Ms Van Averbeke replied that surveying was done by a French vessel. Regulations were being drafted.

Mr Lorimer asked if Canadian national resources would be able to dig deep enough for oil.

Ms Van Averbeke replied that there was a commitment to drill deep enough for the oil window.

Mr Lorimer asked if drilling was eminent.

Ms Van Averbeke replied that drilling would start in November.

Mr Lorimer remarked that PASA was on the fracking task team. He asked about proposals for amendments to regulations.

Mr Lorimer asked how compliance was monitored, especially of off-shore drilling.

Ms Lindiwe Mekwe, General Manager, Regulation, replied that compliance was monitored, it was checked whether rights had been granted.

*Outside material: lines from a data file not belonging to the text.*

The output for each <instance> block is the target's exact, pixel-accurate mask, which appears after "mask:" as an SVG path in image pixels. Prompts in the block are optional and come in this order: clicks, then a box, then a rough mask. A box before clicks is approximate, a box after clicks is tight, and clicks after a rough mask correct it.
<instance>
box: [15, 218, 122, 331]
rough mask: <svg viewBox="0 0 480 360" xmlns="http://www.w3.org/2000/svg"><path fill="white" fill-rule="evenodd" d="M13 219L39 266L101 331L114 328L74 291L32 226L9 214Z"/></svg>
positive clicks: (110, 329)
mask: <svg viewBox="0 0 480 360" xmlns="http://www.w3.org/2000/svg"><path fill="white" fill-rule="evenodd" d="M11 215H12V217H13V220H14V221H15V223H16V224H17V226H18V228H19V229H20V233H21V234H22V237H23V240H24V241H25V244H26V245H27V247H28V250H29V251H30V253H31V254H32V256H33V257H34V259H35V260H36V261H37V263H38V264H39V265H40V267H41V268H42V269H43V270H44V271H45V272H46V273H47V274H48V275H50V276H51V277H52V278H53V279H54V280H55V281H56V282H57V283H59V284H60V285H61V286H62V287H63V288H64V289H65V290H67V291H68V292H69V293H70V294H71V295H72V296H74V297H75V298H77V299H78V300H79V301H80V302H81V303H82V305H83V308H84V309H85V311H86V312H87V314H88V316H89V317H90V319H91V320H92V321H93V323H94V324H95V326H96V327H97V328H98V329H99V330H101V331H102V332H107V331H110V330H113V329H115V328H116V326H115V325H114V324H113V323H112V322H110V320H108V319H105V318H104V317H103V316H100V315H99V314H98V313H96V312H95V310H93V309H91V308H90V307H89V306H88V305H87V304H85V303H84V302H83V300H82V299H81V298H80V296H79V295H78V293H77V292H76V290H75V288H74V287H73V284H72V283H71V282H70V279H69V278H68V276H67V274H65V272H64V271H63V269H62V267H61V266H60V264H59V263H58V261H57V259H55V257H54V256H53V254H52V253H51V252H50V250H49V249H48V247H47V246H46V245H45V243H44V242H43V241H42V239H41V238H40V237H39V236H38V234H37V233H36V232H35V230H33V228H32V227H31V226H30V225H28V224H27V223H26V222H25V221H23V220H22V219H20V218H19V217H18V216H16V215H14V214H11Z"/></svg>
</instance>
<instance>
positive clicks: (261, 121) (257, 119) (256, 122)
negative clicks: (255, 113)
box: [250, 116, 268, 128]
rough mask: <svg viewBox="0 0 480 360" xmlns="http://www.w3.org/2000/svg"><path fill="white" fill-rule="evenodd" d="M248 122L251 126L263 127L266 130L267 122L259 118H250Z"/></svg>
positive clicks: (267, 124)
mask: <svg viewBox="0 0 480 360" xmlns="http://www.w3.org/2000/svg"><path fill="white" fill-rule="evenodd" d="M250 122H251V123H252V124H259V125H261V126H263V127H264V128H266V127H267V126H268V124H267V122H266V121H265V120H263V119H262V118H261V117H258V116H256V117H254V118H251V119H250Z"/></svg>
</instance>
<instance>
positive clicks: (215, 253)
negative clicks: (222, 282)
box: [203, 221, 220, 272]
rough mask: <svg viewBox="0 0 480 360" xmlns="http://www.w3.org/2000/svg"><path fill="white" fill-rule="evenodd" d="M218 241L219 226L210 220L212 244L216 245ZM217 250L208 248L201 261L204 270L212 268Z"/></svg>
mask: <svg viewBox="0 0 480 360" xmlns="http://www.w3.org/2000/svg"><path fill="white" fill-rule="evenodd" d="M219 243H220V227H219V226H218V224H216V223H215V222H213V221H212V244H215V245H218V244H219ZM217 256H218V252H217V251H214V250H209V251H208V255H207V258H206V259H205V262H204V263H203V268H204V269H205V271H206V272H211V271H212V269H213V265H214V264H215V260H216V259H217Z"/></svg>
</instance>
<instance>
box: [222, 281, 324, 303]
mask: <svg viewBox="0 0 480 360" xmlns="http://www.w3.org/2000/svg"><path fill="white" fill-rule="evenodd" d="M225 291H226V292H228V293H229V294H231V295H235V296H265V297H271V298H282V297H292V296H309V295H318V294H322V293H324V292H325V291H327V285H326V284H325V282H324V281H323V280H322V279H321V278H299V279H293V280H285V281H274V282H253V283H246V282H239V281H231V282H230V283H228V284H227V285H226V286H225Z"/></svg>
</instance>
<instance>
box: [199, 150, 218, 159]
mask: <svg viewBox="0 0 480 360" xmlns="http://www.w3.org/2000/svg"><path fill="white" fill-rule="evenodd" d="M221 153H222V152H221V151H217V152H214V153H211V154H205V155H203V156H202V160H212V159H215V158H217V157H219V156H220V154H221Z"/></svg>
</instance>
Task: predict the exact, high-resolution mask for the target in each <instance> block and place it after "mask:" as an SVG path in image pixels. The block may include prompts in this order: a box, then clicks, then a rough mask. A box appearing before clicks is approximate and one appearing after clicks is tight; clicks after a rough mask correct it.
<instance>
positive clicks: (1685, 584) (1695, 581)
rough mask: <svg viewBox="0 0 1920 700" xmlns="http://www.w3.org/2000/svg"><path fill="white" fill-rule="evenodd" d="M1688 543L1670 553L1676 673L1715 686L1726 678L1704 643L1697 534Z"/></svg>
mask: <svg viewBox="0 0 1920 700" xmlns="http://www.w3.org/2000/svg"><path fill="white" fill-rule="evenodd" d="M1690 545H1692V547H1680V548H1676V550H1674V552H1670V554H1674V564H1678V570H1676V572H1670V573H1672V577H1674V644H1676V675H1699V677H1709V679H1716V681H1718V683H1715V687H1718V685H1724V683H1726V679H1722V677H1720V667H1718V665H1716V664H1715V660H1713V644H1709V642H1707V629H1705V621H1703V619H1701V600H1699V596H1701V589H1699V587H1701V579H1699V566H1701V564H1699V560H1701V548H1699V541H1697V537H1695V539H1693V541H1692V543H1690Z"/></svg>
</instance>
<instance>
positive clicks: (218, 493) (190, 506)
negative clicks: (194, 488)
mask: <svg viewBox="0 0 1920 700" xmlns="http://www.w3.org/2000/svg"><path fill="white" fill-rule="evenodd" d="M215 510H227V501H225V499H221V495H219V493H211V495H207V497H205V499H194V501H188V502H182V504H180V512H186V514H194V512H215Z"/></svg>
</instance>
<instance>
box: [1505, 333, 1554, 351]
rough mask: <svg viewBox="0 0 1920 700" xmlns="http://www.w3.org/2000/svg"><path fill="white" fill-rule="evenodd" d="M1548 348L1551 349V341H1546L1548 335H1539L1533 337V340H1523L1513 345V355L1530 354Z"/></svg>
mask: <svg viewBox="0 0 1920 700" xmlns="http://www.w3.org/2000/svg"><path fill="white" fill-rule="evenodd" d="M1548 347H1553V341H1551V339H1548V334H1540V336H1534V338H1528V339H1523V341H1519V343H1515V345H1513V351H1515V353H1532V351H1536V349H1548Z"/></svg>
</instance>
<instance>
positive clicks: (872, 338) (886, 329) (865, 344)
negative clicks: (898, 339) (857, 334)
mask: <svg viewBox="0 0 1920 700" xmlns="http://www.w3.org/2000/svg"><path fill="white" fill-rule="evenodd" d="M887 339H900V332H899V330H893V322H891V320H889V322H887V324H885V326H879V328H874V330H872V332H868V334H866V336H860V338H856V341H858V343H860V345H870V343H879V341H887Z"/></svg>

There were inspections, and monthly, quarterly and annual reports.

Mr Lorimer asked about the impact on human capital due to PASA location uncertainty.

Ms Van Averbeke replied that a geologist had been lost, and a manager in frontier geology in October. The Council was unable to answer retrenchment questions.

Mr Lorimer asked when the Karoo licence round would begin.

Ms Van Averbeke replied that the Council had applied for a moratorium to deal with applications.

Mr Lorimer asked about the upstream training trust.

Ms Van Averbeke replied that the training trust was negotiated by the agency with explorers. There was a lack of petroleum engineers.

Mr Lorimer asked if the trust had yielded results.

Ms Van Averbeke replied that interns had been appointed. There were graduates from the University of Cape Town and the University of Western Cape. The industry paid for studies.

Mr Lorimer asked about options for funding, if PASA were to continue as an independent entity.

Ms Van Averbeke replied that an agency had been established to get money from the National Treasury. PASA was fighting with National Treasury for funding.

The Chairperson remarked that the Treasury prioritised differently.

Mr Fusi responded that the ball was in the court of the Treasury. There had to be enabling legislation for funding. There was no Act to guide the Treasury.

Mr Lorimer asked when PASA would run out of funds.

Ms Mans replied that it would be in 2017.

Mr Msiza advised that PASA had to engage with shareholders. These shareholders had to address the Portfolio Committee.

The Chairperson concluded that the position of PASA was in limbo. There would have to be a follow up to MPRDA issues looked at. The roles of petroleum and minerals in terms of the Act, had to be looked at. The DMR should let the Committee know when they could brief Members about the uncertainties.

The Chairperson adjourned the meeting.